Именно философская антропология, по Шелеру, может стать последним философским основанием, а также задать цель всех (он перечисляет здесь естественнонаучные, медицинские, этнологические, исторические, социальные науки, обычную и эволюционную психологию и характерологию) наук, предметом которых является человек. Он определяет философскую антропологию как «фундаментальную науку о сущности и сущностной структуре человека; о его отношении к царству природы (неорганический мир, растение, животное) и к основе всех вещей; о его метафизическом сущностном происхождении и его физическом, психическом и духовном появлении в мире; о силах и властях, которые движут им и которыми движет он; об основных направлениях и законах его биологического, психического, духовно-исторического и социального развития, их сущностных возможностях и их действительностях. Сюда же относятся как психофизическая проблема тела и души, так и ноэтически-витальная проблема» [220]. В этом многообразии проблем для философской антропологии, по его убеждению, основной задачей является выяснение того, как укоренены все проявления человека в основной структуре человеческого бытия.

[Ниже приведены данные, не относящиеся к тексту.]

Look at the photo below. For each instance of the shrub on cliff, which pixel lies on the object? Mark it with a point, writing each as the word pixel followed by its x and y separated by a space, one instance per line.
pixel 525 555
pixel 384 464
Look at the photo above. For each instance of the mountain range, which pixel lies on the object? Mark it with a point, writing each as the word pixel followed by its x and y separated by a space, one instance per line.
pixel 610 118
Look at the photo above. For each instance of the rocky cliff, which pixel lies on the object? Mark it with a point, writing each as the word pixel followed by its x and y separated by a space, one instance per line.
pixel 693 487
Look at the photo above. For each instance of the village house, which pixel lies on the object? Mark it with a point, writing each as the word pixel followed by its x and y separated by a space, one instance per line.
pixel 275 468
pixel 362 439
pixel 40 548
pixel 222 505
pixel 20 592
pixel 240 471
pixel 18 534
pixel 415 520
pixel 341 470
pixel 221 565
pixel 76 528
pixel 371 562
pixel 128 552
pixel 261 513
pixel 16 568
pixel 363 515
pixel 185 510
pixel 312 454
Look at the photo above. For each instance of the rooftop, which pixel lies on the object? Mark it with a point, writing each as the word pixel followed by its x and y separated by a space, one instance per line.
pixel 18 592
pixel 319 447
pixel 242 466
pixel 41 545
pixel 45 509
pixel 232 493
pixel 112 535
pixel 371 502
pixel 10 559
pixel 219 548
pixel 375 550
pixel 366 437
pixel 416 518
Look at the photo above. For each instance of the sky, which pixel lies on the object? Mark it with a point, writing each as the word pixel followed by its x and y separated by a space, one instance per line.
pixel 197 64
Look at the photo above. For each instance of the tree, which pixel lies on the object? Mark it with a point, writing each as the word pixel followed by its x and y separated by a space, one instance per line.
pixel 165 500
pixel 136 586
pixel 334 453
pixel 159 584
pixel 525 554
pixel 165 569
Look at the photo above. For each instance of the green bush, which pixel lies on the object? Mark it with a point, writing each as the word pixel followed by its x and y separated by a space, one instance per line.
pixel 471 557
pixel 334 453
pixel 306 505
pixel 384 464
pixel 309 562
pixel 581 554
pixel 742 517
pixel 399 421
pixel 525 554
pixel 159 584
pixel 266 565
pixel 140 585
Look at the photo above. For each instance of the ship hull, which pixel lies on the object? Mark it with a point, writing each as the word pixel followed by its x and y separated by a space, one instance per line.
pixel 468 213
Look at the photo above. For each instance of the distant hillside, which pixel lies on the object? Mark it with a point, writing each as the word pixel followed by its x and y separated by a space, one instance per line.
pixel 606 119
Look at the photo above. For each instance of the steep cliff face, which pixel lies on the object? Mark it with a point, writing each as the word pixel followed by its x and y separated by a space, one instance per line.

Легкость проникновения идей Шелера в клинику связана и с той открытостью его варианта феноменологии, которая также способствовала возникновению интереса со стороны специалистов других наук. Он отвлекается от вопроса сущности феноменологии, четкого определения ее задач и направленности, и это отвлечение от философски сложного вопроса о статусе только способствует привлечению внимания психиатров. Если для Гуссерля отделение феноменологии от других течений было одной из основных задач, а вопрос метода стоял в центре феноменологической системы, то для Шелера «методы (т. е. осознание единства исследовательских процедур) всегда возникают как следствие – если спор о них не является вообще чем-то эфемерным – многолетней плодотворной работой с предметами» [221]. Он отбрасывает также вопрос о феноменологической школе, постулируя ее отсутствие, и указывает лишь на существование круга исследователей, воодушевленных общей позицией и установкой, каждый из которых несет личную ответственность за выдвигаемые идеи. Разумеется, войти в этот круг, в отличие от проникновения в закрытое и «тайное», доступное не для всех откровение Гуссерля, психиатрам было намного легче.